Once under the veil of internet anonymity, these memers didn’t need to fall back on established authority figures to voice these toxic takes, or even real people. In a world where all the institutions seem to crumble before our eyes, and trust in the media has sunk to a low ebb, perhaps some people trust a kabuki-masked comic villain to critique our society more than any editorial board or party politician. The use of pop-culture meme-spokesmen like the Joker recalls Guy Fawkes masks donned by the hacker group Anonymous, a relic drawn from the popular film V for Vendetta. While some acolytes viewed the adoption of the masks as a uniform of sorts — a totem of the unknown power of the anonymized masses — in time it came to symbolize the archetype of the “edgelord,” a vapid, self-styled provocateur who prides himself in his ability to “trigger” those who hold progressive viewpoints.

Such is the ultimate fate of the Joker in the meme climate of 2018 — and the character has been appropriated in even dumber ways. As Caldwell attests, even Heath Ledger’s spellbinding performance can’t compete with the arch-cringiness of Jared Leto’s interpretation of the character, which Caldwell described as an “instant punchline.” Reactionaries might have co-opted the inchoate nihilism of the Ledger character as a familiar face for their rhetoric, but, in recent months, Leto’s version of the character has taken prominence as “Gamer Joker,” an ostensibly-satirical construct designed to poke fun at the perceived bluster of self-described hardcore gamers. While memes about Ledger’s Joker were more likely to deny the existence of the gender pay gap, or draw spurious conclusions about “the two genders,” this new breed speaks only in the jargon of incels, who describe a hyper-stratified world of virile “Chads” systematically denying them sex and companionship from beautiful women, or “Veronicas.” (They blame this on Veronica, of course.)

“It’s all about Chads vs. incels right now,” said Caldwell. “It’s far less political than before. They see the Joker as an archetypical cringe figure, who doesn’t have self-awareness, doesn’t understand they’re being cringy. It’s similar to the Guy Fawkes mask, the fedora-wearing neckbeard, who doesn’t even realize they’re being a misogynist.
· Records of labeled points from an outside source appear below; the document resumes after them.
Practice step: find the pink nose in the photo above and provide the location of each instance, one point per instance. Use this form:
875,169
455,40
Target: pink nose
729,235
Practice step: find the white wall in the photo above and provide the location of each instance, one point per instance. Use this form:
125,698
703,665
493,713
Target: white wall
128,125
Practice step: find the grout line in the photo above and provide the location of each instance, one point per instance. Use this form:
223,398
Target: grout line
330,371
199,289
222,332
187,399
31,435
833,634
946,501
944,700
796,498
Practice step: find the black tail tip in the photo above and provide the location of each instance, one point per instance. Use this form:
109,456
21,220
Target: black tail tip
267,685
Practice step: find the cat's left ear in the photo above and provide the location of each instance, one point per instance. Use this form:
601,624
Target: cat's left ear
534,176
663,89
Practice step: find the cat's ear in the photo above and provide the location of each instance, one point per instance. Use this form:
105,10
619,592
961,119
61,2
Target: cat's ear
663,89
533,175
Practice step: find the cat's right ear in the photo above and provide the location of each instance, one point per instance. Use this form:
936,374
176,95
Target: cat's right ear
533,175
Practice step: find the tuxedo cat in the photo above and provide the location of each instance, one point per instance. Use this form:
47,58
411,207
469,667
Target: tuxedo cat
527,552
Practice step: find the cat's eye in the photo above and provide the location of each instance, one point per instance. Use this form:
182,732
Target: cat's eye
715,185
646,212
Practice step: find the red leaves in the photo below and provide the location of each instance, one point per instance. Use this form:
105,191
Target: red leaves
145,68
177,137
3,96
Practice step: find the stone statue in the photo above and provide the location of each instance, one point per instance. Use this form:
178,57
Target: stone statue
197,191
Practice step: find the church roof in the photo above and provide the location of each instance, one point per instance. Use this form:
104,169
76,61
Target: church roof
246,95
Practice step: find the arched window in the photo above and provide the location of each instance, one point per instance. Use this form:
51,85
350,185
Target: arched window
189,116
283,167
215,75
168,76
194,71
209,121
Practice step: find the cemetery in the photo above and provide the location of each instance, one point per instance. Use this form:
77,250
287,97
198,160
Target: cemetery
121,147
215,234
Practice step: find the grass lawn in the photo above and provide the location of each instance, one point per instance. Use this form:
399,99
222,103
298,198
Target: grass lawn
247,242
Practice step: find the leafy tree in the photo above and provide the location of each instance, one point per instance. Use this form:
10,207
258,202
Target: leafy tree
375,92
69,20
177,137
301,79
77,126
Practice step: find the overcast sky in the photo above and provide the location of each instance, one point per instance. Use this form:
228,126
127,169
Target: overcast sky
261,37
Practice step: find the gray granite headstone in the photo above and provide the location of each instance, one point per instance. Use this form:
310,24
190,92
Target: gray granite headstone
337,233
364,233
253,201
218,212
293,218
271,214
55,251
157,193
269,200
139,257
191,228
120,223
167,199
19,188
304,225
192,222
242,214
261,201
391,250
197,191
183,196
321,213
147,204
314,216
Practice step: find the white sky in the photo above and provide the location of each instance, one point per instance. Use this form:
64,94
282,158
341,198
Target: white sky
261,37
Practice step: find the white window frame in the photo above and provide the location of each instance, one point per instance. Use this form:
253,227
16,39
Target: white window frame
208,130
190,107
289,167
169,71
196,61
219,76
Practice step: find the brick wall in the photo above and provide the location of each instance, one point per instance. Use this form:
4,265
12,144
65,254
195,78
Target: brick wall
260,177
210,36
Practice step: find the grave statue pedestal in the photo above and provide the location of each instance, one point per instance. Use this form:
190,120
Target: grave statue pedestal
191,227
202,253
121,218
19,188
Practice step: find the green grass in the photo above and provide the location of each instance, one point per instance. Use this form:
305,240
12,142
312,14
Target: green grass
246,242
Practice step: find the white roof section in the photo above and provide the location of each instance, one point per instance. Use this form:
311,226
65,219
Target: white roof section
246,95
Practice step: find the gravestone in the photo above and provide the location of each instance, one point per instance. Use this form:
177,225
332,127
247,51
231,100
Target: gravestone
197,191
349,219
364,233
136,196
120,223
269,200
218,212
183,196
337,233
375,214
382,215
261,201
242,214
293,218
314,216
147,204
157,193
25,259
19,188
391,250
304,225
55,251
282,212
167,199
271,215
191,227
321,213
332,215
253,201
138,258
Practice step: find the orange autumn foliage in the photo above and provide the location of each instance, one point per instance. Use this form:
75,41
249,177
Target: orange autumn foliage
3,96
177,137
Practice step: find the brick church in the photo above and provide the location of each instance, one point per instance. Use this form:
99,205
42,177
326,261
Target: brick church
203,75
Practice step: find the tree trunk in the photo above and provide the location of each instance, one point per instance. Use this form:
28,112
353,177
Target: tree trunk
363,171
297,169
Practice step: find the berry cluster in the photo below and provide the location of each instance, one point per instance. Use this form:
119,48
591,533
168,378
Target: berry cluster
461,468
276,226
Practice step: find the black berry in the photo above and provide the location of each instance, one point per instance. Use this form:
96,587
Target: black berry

And it’s seen as satirical. The Joker is now that ultimate edgelord.”

It’s often said that the internet remembers everything, but, according to Caldwell, gauging the slow segue between earnest toxicity and supposed-satire can be almost impossible, especially in the irony-drenched corridors of Reddit. He cited one of the web’s oldest axioms, Poe’s Law, which states that it’s almost impossible to discern between parody of extremism and the genuine article.

“When I first started at KnowYourMeme, there were almost no right-wing memes that I could recall. In the last two Presidential election cycles here in the US, it’s like the right finally learned to use the internet. I found a Joker meme from 2015 that said, ‘when a nice guy loses his patience, the devil shivers.’ Is that earnest? I honestly have no idea. It could be, certainly. But it’s impossible to tell. With Gamer Joker, I think you’re seeing a backlash to the way people used ‘Everybody Loses their Minds.’ It was kind of cultural criticism in a way, trying to point out perceived injustices in society. Whereas Gamer Joker is all about talking about how gamers ‘get shit done.’”

Whether it’s a comic book villain or corrupted signifiers like Pepe the Frog, it’s clear that reactionaries have come to understand the need for proper branding to obscure the rancid heart of their failed ideology. But while it’s easy to laugh at the absurd afterlife of Ledger’s Joker as a sadboy stoner who lies around all day playing Overwatch and cursing his lingering virginity, there’s a faint current of horror lurking beneath the green-white facade. The real Gamer Jokers of the world might seem like figures of ridicule when they’re sitting in their basements alone, but angry men fueled by grievance often rise up from the underground and try enact their own plans. And when a pseudo-admiration for a comic book supervillain can turn from a childish fantasy into something truly, frighteningly real, that’s when all the laughter stops.

Steven T. Wright is a freelance critic and reporter based in Michigan. He previously wrote about how Far Cry 5 talks about Trump’s America for The Outline.